Sebastjan Vörös is Associate Professor of Philosophy at the Faculty of Arts, University of Ljubljana, Slovenia. His research interests encompass philosophy of science, epistemology, phenomenology, and philosophy of religion. He is the author of Podobe neupodobljivega (The Images of the Unimaginable; KUD Logos & University of Ljubljana Press 2013, 2015), in which he investigates the phenomenon of mystical experiences from neuroscientific, phenomenological, and gnoseological perspectives. He has (co)edited numerous articles and special issues centered on embodiment, enaction and (neuro)phenomenology, with a special emphasis on Francisco Varela’s contributions to these fields. Additionally, he has translated several important philosophical texts into Slovene: in addition to works by A. Damasio, D. Dennett, W. James and A. N. Whitehead, Sebastjan has also translated and edited The Embodied Mind by F. Varela, E. Thompson, and E. Rosch. Finally, he is the head of the transdisciplinary institute-in-the-making Metanoia, and is currently – painfully slowly, yet arduously – writing a book on the philosophical and scientific work of Francisco Varela.
Highlighted Article
Vörös, S. (2023). Vörös, Sebastjan. (2023) “Is There Not a Truth of Vitalism? Vital Normativity in Canguilhem and Merleau-Ponty”. Vitalism and Its Legacy in Twentieth Century Life Sciences and Philosophy. https://doi.org/10.1007/978-3-031-12604-8_9
The paper investigates the phenomenon of vitalism through the lens of vital normativity as expounded by Maurice Merleau-Ponty and Georges Canguilhem.
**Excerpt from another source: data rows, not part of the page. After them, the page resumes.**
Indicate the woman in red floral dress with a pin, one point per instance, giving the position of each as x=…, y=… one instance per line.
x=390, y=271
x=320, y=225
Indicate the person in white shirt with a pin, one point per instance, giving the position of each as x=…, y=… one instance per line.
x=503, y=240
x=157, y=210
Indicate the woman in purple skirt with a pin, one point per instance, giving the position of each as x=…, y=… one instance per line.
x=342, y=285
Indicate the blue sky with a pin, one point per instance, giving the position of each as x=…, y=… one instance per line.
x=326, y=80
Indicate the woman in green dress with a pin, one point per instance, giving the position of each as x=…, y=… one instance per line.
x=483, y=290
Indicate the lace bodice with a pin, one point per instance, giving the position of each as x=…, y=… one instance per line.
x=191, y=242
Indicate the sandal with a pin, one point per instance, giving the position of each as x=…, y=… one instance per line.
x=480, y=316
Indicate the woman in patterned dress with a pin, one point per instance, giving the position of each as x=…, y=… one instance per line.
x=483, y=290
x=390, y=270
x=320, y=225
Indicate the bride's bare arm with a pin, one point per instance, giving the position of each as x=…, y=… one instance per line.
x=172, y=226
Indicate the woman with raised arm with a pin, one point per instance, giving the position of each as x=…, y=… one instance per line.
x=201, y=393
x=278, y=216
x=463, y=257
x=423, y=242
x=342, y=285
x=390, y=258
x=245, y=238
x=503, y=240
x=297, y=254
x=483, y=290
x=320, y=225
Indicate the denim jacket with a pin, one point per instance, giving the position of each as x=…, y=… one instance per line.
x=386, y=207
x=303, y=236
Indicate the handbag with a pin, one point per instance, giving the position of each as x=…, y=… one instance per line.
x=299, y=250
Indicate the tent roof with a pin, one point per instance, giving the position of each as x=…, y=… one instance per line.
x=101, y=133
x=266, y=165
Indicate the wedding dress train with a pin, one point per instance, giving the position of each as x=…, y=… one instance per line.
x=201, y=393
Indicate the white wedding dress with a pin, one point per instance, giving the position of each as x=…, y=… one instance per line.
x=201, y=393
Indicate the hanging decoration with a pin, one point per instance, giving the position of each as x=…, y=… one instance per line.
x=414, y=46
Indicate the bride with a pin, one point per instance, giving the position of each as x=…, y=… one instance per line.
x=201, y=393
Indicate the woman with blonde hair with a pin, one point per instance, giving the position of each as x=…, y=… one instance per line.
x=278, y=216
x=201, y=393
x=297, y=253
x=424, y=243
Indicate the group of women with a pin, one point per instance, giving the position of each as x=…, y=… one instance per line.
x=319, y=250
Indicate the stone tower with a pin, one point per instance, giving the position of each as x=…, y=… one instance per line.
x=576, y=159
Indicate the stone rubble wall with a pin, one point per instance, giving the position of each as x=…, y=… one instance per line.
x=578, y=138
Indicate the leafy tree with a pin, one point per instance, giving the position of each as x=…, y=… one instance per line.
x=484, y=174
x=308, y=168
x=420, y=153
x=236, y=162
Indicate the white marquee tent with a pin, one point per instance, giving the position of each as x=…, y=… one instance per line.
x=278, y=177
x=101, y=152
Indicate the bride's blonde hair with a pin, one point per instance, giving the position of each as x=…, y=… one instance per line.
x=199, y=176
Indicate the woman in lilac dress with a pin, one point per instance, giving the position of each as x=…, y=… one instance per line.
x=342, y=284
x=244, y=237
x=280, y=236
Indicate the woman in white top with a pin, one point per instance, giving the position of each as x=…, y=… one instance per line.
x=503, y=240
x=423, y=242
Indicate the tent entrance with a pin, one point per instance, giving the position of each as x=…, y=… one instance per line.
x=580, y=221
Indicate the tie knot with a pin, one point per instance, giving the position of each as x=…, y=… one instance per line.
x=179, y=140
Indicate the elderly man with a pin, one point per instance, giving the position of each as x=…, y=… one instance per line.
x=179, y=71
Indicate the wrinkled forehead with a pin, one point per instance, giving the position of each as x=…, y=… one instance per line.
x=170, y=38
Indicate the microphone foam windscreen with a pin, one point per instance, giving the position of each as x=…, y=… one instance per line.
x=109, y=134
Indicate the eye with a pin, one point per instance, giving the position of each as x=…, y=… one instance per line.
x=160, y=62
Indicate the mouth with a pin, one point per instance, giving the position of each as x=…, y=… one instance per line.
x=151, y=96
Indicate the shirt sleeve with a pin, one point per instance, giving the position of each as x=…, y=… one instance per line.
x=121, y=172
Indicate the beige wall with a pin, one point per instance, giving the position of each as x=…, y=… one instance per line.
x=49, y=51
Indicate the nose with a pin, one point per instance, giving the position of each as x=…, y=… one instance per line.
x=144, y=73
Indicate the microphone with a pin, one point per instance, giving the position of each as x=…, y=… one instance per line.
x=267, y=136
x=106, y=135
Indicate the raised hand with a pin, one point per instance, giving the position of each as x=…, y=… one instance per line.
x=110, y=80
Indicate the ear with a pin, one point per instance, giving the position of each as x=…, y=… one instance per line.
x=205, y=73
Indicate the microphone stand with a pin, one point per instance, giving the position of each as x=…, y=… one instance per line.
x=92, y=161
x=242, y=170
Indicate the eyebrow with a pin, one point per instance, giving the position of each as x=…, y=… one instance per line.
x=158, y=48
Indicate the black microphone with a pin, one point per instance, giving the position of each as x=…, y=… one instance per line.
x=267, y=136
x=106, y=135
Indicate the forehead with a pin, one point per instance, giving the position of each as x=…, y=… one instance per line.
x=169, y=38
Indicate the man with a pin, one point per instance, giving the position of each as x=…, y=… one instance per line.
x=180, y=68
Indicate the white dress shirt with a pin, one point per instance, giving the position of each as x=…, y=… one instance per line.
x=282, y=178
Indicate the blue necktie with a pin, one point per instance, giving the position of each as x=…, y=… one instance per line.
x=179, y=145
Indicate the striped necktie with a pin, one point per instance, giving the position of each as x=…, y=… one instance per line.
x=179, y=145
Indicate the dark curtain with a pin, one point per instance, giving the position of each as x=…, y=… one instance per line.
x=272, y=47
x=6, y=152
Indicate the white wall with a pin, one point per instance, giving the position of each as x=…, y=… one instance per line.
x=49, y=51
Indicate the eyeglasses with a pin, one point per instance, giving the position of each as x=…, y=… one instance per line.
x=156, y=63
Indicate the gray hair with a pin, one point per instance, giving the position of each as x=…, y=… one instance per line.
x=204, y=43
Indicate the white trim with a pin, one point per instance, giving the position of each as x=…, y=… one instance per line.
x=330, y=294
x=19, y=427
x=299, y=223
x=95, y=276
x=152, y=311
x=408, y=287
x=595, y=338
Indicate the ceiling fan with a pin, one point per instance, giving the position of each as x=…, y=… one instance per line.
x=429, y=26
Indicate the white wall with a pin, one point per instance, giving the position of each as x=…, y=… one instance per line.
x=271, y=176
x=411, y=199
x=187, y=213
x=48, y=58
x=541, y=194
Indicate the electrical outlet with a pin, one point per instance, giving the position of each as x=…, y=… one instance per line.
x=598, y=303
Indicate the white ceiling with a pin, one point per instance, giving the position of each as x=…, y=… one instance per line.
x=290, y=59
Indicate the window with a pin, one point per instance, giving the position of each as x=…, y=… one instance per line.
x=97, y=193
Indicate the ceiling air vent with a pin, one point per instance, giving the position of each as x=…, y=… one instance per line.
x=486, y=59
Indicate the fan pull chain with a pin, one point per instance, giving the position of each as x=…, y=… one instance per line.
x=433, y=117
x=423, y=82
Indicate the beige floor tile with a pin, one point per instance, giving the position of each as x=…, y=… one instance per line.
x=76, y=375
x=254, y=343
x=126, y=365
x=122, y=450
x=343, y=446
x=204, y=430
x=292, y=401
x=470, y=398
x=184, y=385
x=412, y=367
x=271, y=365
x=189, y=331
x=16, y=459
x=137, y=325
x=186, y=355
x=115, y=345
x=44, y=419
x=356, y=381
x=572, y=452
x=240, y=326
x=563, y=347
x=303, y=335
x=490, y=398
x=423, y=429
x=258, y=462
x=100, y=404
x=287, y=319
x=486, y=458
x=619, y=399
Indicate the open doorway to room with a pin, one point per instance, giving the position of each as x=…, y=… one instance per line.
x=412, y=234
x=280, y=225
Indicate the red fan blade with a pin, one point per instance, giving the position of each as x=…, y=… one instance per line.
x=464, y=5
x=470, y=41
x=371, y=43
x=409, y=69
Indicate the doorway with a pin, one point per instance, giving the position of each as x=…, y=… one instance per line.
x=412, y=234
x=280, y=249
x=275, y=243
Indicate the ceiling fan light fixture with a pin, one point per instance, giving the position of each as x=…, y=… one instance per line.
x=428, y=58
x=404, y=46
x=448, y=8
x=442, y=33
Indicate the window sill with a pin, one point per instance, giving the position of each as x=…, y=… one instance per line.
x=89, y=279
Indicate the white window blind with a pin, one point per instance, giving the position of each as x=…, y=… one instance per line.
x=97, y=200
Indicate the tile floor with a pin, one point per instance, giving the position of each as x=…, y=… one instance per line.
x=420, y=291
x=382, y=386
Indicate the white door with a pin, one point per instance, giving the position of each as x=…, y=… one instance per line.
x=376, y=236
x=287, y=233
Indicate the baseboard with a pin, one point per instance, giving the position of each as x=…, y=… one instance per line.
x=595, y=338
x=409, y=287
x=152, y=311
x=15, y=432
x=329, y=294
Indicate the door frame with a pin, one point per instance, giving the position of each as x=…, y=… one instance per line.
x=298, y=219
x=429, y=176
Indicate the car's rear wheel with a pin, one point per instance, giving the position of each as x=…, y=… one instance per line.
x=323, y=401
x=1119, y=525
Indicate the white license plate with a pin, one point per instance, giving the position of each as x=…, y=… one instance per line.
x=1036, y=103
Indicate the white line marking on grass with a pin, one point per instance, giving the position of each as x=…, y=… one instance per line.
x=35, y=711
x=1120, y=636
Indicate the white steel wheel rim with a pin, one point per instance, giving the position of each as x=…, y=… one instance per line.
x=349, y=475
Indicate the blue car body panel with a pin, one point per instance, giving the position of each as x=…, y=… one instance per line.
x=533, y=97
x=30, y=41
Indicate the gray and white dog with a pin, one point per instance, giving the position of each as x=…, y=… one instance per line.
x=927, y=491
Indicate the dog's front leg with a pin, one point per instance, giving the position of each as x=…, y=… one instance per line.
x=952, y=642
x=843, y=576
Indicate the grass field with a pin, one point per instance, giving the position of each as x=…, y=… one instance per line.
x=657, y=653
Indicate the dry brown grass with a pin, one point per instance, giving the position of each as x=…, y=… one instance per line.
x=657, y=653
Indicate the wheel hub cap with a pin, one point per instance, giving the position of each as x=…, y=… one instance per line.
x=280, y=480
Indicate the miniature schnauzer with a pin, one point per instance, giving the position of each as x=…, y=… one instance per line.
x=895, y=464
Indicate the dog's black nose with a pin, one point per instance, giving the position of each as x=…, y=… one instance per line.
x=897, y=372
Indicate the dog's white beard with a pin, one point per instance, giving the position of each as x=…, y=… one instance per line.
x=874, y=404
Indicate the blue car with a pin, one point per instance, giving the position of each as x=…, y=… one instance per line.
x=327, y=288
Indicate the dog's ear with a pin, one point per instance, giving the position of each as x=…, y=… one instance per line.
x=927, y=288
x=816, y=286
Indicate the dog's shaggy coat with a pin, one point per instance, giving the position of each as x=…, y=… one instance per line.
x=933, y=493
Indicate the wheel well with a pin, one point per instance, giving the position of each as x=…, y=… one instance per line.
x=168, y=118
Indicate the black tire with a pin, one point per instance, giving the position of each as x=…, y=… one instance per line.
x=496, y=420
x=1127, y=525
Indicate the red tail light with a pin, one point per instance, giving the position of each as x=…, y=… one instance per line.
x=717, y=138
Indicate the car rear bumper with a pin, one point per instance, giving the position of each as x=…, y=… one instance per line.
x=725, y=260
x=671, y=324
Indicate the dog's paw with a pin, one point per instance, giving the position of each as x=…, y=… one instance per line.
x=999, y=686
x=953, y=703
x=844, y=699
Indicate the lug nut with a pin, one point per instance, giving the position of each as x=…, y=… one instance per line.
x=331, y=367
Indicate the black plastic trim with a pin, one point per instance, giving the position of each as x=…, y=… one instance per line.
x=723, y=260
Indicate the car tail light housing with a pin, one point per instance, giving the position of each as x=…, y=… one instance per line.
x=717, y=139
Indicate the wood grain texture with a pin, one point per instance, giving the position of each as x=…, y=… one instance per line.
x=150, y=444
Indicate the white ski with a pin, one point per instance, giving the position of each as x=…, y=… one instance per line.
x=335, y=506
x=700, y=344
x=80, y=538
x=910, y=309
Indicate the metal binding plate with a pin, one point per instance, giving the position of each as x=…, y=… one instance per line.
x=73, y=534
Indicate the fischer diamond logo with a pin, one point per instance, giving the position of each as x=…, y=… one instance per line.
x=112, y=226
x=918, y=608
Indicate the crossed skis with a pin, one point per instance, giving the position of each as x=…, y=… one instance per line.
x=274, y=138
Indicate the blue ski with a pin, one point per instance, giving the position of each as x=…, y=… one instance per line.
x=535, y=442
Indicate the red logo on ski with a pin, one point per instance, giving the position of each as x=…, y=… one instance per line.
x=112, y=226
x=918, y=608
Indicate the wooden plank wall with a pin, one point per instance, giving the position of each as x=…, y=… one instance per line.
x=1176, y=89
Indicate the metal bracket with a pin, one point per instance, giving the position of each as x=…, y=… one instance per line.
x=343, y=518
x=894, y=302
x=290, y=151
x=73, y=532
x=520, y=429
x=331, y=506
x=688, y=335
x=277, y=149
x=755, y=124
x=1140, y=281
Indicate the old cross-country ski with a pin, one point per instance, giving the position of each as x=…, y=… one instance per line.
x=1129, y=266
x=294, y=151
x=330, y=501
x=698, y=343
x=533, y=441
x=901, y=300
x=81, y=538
I argue that the two authors independently developed complementary critiques of the mechanical-behaviourist conception of life sciences, which culminated in a surprisingly similar notion of life construed as a normative (polarized) activity, i.e., an activity that is not indifferent to its own conditions of possibility. Such an alternative conception of life has far-reaching consequences for the epistemology of life sciences, for it requires it to reconsider not only its object of inquiry – the nature of (the relationship between) an organism and its environment -, but also, since scientists themselves are living beings, the nature of its epistemic practices. What I call the truth of (a specific variety of) vitalism is thus reflected not only in how life is cognized, but also in how life cognizes (itself). This last point is of particular philosophical importance, as it paves the way towards a more dynamic conception of reflection (tentatively called ouroboric thought), which takes seriously that we, as cognizers of life, at the same time live the lives of cognizers.